Within the context of this embodiment of the present invention, the solvent employed may include, organic solvents such as methanol, ethanol, isopropanol, 2-acetonitrile, 1,4-dioxane, THF, water, trifluoroethanol, hexafluoro-2-propanol, 1,1,1,3,3,3-hexafluoro-2-propanol or mixtures thereof. In particular useful embodiments of the present invention 1,1,1,3,3,3-hexafluoro-2-propanol is used.

Within the context of this embodiment of the present invention, suitable techniques which can be used for the removal of solvent include but not limited to evaporation, flash evaporation, simple evaporation, rotational drying, spray drying, freeze-drying or any other suitable technique known in the art.

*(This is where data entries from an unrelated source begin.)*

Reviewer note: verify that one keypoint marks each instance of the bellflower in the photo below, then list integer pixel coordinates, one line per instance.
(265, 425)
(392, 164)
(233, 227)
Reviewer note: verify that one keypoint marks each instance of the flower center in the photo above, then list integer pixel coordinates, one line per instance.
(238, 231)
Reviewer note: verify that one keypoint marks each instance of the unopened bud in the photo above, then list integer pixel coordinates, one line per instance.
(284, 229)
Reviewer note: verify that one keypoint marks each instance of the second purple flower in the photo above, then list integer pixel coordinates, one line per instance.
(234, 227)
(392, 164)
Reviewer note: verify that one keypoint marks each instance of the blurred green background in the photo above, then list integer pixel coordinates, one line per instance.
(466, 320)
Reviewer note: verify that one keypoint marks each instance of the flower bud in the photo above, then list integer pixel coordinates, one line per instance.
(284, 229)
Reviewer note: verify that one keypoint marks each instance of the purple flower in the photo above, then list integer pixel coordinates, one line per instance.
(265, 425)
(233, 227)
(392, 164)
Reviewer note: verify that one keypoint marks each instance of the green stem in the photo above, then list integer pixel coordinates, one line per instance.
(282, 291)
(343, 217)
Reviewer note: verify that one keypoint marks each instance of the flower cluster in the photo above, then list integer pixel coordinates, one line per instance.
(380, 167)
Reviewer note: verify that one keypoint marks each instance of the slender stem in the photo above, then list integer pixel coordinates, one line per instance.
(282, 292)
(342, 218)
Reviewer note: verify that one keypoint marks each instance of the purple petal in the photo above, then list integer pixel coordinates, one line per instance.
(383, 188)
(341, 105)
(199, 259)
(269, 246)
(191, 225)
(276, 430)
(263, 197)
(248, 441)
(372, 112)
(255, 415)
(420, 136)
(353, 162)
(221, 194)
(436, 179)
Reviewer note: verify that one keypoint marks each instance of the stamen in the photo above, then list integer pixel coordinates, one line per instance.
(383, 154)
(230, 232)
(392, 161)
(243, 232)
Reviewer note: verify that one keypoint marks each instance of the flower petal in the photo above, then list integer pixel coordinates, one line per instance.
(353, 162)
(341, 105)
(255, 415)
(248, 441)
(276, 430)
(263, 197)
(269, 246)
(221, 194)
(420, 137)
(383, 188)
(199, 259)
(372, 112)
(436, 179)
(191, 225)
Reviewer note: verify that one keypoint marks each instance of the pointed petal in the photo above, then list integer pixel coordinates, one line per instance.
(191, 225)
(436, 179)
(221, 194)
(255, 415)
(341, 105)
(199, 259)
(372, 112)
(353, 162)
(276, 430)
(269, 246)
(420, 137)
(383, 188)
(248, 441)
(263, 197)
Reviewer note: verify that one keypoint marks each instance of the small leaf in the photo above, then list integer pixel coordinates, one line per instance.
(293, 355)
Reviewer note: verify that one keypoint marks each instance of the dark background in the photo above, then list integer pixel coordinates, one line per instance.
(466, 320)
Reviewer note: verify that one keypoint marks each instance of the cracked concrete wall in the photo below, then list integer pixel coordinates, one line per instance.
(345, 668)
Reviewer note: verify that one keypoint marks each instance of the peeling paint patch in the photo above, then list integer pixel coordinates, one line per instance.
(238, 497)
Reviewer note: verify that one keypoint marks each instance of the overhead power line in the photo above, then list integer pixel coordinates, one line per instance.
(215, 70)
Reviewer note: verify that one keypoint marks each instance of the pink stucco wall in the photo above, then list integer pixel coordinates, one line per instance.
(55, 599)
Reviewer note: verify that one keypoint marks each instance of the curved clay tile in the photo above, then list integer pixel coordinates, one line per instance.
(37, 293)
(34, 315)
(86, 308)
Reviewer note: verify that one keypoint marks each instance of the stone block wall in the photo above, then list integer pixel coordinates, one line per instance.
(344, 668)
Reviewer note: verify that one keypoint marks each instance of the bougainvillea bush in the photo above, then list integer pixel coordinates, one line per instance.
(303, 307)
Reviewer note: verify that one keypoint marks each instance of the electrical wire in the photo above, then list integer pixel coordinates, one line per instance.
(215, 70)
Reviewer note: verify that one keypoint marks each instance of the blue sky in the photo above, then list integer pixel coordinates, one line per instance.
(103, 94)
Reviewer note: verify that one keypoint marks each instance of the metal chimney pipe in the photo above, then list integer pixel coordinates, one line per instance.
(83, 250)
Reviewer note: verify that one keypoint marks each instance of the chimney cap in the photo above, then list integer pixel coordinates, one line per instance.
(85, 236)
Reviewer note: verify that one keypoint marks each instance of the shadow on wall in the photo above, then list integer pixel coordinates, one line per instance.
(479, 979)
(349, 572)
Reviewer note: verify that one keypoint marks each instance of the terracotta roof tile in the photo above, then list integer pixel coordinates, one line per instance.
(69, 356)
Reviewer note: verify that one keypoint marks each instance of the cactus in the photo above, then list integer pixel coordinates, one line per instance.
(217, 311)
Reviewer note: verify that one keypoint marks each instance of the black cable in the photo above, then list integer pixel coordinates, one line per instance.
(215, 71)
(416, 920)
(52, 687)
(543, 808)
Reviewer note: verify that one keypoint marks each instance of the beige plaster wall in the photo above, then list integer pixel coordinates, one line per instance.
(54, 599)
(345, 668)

In particular useful embodiments of the present invention the solvent is removed by spray drying.

In view of the above description and the examples below, one of ordinary skill in the art will be able to practice the invention as claimed without undue experimentation. The foregoing will be better understood with reference to the following examples that detail certain procedures for the preparation of molecules, compositions, and formulations according to the present invention. All references made to these examples for the purpose of illustration. The following examples should not be considered exhaustive, but merely illustrative of only a few of the many aspects and embodiments contemplated by the present invention.
Example 1: Preparation of amorphous cabotegravir sodium
Cabotegravir Sodium (5 g) was dissolved in 1,1,1,3,3,3-hexafluoro-2-propanol (30 mL) at 60±3°C. The resulting clear solution was filtered through hyflo to remove any undissolved particulates and subjected to spray-drying in a laboratory spray-dryer (Model: Buchi B-290) with feed rate of solution 5 mL/min and inlet temperature at 90°C with 100% aspiration to yield cabotegravir Sodium amorphous form.
Example 2: Preparation of amorphous cabotegravir sodium
Cabotegravir Sodium (5g) was dissolved in 1,1,1,3,3,3-hexafluoro-2-propanol (30mL) at 50±3°C. The resulting clear solution was filtered through hyflo to remove any undissolved particulates and subjected to spray-drying in a laboratory spray-dryer (Model: Buchi B-290) with feed rate of solution 5ml/min and inlet temperature at 70°C with 100% aspiration to yield cabotegravir Sodium amorphous form.
,CLAIMS:We claim
1) Amorphous cabotegravir sodium.
2) A process for the preparation of amorphous cabotegravir sodium, which comprises:
a) providing cabotegravir sodium in a solvent;
b) optionally heating the suspension of step (a) to get clear solution; and
c) removing the solvent to get the amorphous cabotegravir sodium.

3) The process as claimed in claim 2, wherein the solvent is selected from methanol, ethanol, isopropanol, 2-acetonitrile, 1,4-dioxane, THF, water, trifluoroethanol, 1,1,1,3,3,3-hexafluoro-2-propanol or mixtures thereof.

4) The process as claimed in claim 2, wherein the solvent is removed by evaporation, flash evaporation, rotational drying, spray drying, freeze-drying.